On ne va pas s'étendre sur celui-ci, tant c'est évident. Avec dix ou quinze kilos de plus dans un ventre qui pointe dans le vide, on ne se tient pas de la même façon. On est cambrée, surtout si on l'était déjà auparavant ; ça tire sur les ligaments, sur les omoplates, etc. On a mal aux reins, ou en haut du dos, ou à la nuque, ou dans les fesses, avec sciatiques à la clef si on a de la veine. On n'est pas bien du tout debout, mais pas non plus assise, ni même allongée. Et pour peu que le gamin se mette dans une position bizarre, on peut aussi avoir mal aux côtes, ou au coccyx, ou dans n'importe quel point où il lui plaît d'appuyer. Sans même parler des dernières semaines, au cours desquelles le bassin s'écarte légèrement pour que la tête du bébé puisse passer, ce qui peut être très douloureux.

(Autant dire que ce n'est pas vraiment le bon moment pour faire de longues marches à pied, par exemple pour aller à la maternité trois fois par semaine pour surveillance rapprochée, ni pour porter à bout de bras des gamins d'une douzaine de kilos à mettre dans la baignoire ou dans leur lit, ni pour déménager tous les cartons d'un cagibi, ni pour rester assise pendant des heures devant un ordinateur. Mais personne n'aurait la folle idée de faire des choses pareilles pendant les derniers mois d'une grossesse, n'est-ce pas ?)

Et encore, dans la journée, ça va. C'est la nuit, quand ça fait une heure ou deux qu'on dort sur un côté et qu'on a la folle idée de vouloir se retourner et/ou aller aux toilettes, qu'on comprend l'étendue du problème – et qu'on se sent soudain très solidaire de sa grand-mère. Se mettre debout peut prendre dix bonnes minutes. Au moindre mouvement (et Dieu sait s'il en faut, des mouvements, pour se retourner ou se lever ; on ne s'en rend pas compte le reste du temps !) on a envie de lancer un "aïe" retentissant ; si on se retient, c'est uniquement pour ne pas réveiller notre moitié. Non pas parce qu'on veut qu'il profite de son sommeil, bien au contraire : si on s'écoutait, on l’assommerait volontiers à coups de lampe de chevet, d'abord pour oser ronfler pendant qu'on souffre le martyre, et ensuite pour nous avoir mis dans cet état-là, le vilain ! Non, si on veut préserver son sommeil, c'est parce qu'il nous reste une once de fierté et qu'après nous avoir vu avec les soutifs de notre grand-mère, les bas de contention de notre grand-mère, les culottes de notre grand-mère, et même les aiguilles à insuline de notre grand-mère*, on ne tient pas particulièrement à ce qu'il nous voit avec la démarche de notre grand-mère. Donc on souffre en silence, et une fois qu'on a réussi à se redresser, on fait un tout petit pas, puis un autre, jusqu'à ce que ça se dénoue un peu et qu'on arrive jusqu'au trône (où on aura bien du mal à trouver une position confortable, mais c'est une autre affaire).
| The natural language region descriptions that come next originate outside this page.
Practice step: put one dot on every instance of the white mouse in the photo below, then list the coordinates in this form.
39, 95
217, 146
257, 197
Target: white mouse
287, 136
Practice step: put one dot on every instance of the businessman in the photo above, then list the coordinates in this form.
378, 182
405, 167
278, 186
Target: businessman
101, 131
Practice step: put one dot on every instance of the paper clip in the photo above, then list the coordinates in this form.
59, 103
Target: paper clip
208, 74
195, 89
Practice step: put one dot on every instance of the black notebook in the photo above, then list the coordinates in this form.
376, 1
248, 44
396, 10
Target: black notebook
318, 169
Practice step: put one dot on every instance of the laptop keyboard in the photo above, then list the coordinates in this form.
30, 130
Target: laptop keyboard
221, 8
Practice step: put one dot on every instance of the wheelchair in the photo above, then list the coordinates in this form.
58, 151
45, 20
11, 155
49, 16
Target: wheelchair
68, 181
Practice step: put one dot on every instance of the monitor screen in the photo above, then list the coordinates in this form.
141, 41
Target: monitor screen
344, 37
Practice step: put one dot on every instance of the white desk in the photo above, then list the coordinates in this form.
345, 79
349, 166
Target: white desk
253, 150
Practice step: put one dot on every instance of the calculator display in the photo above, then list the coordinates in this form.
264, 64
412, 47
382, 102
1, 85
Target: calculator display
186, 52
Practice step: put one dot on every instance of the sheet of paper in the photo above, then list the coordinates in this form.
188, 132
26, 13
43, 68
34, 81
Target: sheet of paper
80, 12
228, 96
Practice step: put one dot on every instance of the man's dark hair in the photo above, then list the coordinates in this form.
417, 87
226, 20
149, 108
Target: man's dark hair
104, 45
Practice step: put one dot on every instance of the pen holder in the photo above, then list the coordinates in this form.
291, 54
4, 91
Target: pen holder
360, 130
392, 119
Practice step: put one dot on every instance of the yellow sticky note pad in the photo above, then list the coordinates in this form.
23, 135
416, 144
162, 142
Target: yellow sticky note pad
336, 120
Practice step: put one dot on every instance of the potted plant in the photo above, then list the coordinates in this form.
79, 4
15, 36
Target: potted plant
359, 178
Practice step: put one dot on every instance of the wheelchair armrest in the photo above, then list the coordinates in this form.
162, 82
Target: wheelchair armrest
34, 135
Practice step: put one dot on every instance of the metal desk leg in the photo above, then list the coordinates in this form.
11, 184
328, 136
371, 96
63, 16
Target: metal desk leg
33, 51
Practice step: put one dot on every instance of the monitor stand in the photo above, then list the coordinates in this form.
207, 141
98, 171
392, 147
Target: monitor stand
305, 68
Rassurez-vous, toutes ces douleurs cesseront bientôt : dès que vous aurez accouché... heu, fini d'allaiter... heu, fini de porter votre gamin à longueur de temps... heu, accouché du suivant... Enfin bref, pas de panique, ça finira par passer. Mais si.

* La grand-mère en question, aux grands soutiens-gorge informes et piqûres d'insuline, étant ma grand-mère italienne, "la Nonna", Darling plaisantait avec qui voulait l'entendre lors de ma dernière grossesse au sujet de "la nonnification de Fofo". Oui, je sais, je n'aurais jamais dû en faire un quatrième avec lui. Enfin, vous comprenez pourquoi je ne tiens pas à ce qu'il me voit boitiller, hein ?

jeudi 8 mars 2012

Il nous manque une case...

Trois semaines après l'envoi de mon dossier, la sécu me renvoie mon document sous prétexte qu'il manque la date de mon arrêt de travail. Je ne suis pas en arrêt de travail, je suis en congé maternité, et c'est la sécu elle-même qui m'a donné les dates de ce congé maternité. Dates que j'avais malgré tout indiquées sur le document, par précaution (mais à la ligne "congé maternité" et non "arrêt de travail").

Plus de deux mois après le début du congé parental à temps partiel de Darling, la CAF lui écrit pour lui demander les dates de son congé paternité. Il ne demande pas un congé paternité, il demande un congé parental. Qui ne suit pas le congé paternité. Le cas est prévu, théoriquement. Mais là aussi, la personne qui s'est occupée de son dossier a compris de travers et trouvé qu'il nous manquait une case à cocher.

Et après, on se demande pourquoi je suis administratophobe.